Of course, being so fucked up you didn't handle hurting me (by accident) well and blamed yourself so much you couldn't even look at me afterwards.
Of course, me being me, and completely inexperienced to boot, I blamed myself.
Of course, me and my past prevented me from telling you the truth before we actually had sex. The fear of rejection was just too great. And my pride was too great after.
And I don't know, maybe it's just time, or temporary insanity, but reading it all and thinking all of this has actually left me with a sense of hope, rather than despair.
It really wasn't my fault, it was just a shitty set of circumstances that didn't help an already complicated situation. And I realised that just because it didn't work with you, doesn't mean it won't work with someone else- I think it would have been fine with Melbourne Boy, or Matt #2 for instance- and I know enough now to do my best to ensure that it will.
I'm not some panicky, anxious bundle of neuroses in a completely new and terrifying situation, where I have no idea what to expect.
I know what to expect next time and some idea of what to do, or at least measures to put in place to give it a better chance of not being such a complete and utter disaster.
I also know that, should I get another chance with someone that actually makes me want to, I will take it.
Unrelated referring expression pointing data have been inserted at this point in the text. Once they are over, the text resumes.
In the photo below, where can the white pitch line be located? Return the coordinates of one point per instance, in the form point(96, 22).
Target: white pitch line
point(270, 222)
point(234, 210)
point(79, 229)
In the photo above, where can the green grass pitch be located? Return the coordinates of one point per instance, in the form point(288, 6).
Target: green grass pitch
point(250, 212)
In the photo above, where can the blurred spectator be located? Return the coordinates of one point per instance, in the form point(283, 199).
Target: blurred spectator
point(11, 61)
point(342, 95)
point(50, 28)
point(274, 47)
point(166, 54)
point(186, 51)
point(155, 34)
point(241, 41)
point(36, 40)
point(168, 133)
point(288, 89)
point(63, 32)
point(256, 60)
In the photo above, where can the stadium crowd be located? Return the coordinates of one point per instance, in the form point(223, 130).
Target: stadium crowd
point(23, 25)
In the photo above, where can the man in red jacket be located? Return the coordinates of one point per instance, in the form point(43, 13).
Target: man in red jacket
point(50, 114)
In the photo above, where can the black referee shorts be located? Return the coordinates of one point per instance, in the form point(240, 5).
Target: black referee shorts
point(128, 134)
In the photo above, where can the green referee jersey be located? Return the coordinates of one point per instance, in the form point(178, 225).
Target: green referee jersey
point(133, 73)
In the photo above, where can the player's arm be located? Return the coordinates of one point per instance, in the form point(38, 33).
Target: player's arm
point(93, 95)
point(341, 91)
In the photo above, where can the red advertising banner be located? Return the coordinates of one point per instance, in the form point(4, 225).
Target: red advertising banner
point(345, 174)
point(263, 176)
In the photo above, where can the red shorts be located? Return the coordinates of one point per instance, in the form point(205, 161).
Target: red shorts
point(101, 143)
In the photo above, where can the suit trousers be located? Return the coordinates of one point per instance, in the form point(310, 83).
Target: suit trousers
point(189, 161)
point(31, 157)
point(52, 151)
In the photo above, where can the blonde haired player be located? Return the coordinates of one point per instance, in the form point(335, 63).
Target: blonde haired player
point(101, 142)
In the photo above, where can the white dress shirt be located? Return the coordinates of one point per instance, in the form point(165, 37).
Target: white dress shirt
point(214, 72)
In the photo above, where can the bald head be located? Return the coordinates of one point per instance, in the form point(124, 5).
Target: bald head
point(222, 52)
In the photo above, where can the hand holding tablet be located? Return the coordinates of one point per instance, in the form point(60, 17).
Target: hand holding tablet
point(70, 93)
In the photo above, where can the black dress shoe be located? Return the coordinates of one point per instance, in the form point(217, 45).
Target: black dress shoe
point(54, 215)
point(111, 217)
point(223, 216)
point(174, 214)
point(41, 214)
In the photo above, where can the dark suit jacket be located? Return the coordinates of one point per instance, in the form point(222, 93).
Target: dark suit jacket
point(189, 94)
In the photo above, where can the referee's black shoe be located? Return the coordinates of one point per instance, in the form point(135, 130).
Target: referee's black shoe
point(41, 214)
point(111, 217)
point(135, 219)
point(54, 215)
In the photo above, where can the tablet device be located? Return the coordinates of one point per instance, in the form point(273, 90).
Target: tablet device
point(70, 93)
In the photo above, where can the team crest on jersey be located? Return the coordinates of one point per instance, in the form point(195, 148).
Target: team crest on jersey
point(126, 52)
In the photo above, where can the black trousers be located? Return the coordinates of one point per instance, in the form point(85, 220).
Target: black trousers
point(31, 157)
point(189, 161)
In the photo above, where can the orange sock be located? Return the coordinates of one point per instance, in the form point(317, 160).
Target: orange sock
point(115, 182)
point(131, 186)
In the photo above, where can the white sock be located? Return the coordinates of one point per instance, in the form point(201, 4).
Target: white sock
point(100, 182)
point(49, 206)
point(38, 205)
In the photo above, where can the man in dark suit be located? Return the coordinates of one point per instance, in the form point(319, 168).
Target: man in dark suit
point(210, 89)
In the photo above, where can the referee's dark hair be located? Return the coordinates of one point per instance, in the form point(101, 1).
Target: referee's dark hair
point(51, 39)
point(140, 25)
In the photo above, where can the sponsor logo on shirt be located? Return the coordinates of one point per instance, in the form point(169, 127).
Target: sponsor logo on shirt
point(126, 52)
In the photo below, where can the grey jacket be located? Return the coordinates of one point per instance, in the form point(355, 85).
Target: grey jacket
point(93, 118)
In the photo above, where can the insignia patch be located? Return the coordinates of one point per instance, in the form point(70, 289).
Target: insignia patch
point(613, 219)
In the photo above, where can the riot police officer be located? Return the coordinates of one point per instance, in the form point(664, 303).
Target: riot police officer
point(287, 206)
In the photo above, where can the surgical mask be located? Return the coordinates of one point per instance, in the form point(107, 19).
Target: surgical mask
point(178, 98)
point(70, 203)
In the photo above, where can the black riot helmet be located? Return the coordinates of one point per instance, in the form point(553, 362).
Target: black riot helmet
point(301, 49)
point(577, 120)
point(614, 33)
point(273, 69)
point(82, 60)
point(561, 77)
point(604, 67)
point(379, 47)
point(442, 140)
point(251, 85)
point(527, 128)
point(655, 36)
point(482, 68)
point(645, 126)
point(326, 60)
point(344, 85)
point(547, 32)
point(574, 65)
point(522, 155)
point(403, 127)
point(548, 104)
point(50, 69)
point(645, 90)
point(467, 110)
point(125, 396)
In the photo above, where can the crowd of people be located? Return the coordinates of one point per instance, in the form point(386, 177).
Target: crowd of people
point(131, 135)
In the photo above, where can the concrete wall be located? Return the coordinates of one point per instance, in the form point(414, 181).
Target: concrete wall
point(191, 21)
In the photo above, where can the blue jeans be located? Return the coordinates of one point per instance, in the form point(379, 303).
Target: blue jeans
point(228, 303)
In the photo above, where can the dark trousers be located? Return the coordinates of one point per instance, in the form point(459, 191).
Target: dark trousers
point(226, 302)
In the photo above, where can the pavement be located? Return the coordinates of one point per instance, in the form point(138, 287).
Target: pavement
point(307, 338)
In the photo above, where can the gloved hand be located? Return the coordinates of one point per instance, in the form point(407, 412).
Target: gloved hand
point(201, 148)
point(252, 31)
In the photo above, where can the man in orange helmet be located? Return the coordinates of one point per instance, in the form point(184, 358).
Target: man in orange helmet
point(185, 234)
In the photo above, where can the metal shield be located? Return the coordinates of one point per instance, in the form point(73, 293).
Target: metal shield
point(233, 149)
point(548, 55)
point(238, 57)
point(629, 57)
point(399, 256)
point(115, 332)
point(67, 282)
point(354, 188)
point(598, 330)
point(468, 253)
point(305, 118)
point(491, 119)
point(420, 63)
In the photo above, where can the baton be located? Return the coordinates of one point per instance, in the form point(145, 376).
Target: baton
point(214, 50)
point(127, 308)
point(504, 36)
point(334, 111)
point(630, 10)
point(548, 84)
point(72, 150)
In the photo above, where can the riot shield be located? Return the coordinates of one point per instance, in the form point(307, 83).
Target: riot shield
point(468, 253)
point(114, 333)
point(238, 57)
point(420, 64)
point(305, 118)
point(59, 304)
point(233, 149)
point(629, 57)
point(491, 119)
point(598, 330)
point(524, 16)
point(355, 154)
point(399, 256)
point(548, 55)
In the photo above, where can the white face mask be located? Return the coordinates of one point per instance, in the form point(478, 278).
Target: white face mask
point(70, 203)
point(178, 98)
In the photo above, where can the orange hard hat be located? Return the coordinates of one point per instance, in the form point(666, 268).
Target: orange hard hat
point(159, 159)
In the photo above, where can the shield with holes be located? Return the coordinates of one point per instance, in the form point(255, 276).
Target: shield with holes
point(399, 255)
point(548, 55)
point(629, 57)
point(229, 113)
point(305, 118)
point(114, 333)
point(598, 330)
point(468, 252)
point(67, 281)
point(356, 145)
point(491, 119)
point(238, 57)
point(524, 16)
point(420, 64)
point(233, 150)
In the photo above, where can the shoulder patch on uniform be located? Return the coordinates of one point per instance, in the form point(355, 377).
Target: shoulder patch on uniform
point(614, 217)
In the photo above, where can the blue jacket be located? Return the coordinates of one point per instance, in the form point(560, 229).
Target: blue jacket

I passed it up twice and seriously regret that (although with Matt #2, I really was in no emotional state to go through with it, so I can let that one go).
But most of all I know it was crazy to put that amount of pressure on myself and that much emphasis on what was really one small piece of our very complicated relationship.
I shouldn't have allowed myself to believe that sex would keep you from cheating, or treating me like dirt, or leaving, because only you had the power over your own actions. (As demonstrated by the fact two of those three things happened anyway!)
I should never have sacrificed my body to the hopeless cause of keeping you, that was ridiculously stupid. I know now that I will never, ever do that to myself again.
Next time, it will be for me, not because I feel like I owe it to someone, or because I want to show how much I love them, but simply because I WANT to.
And hopefully next time I won't be afraid. I don't want that one shitty experience to ruin my entire sexual future. I refuse to let you, or my asshole father have that much influence.
At the very least, next time, I won't let fear of what happened last time to stop me. Hell, if I can move to another country without any help, or support, sex should be a piece of cake.
In short, I refuse to let you (or him) ruin me. Someone, somewhere wants me and will make me want him back.
And that person is not you. It never was.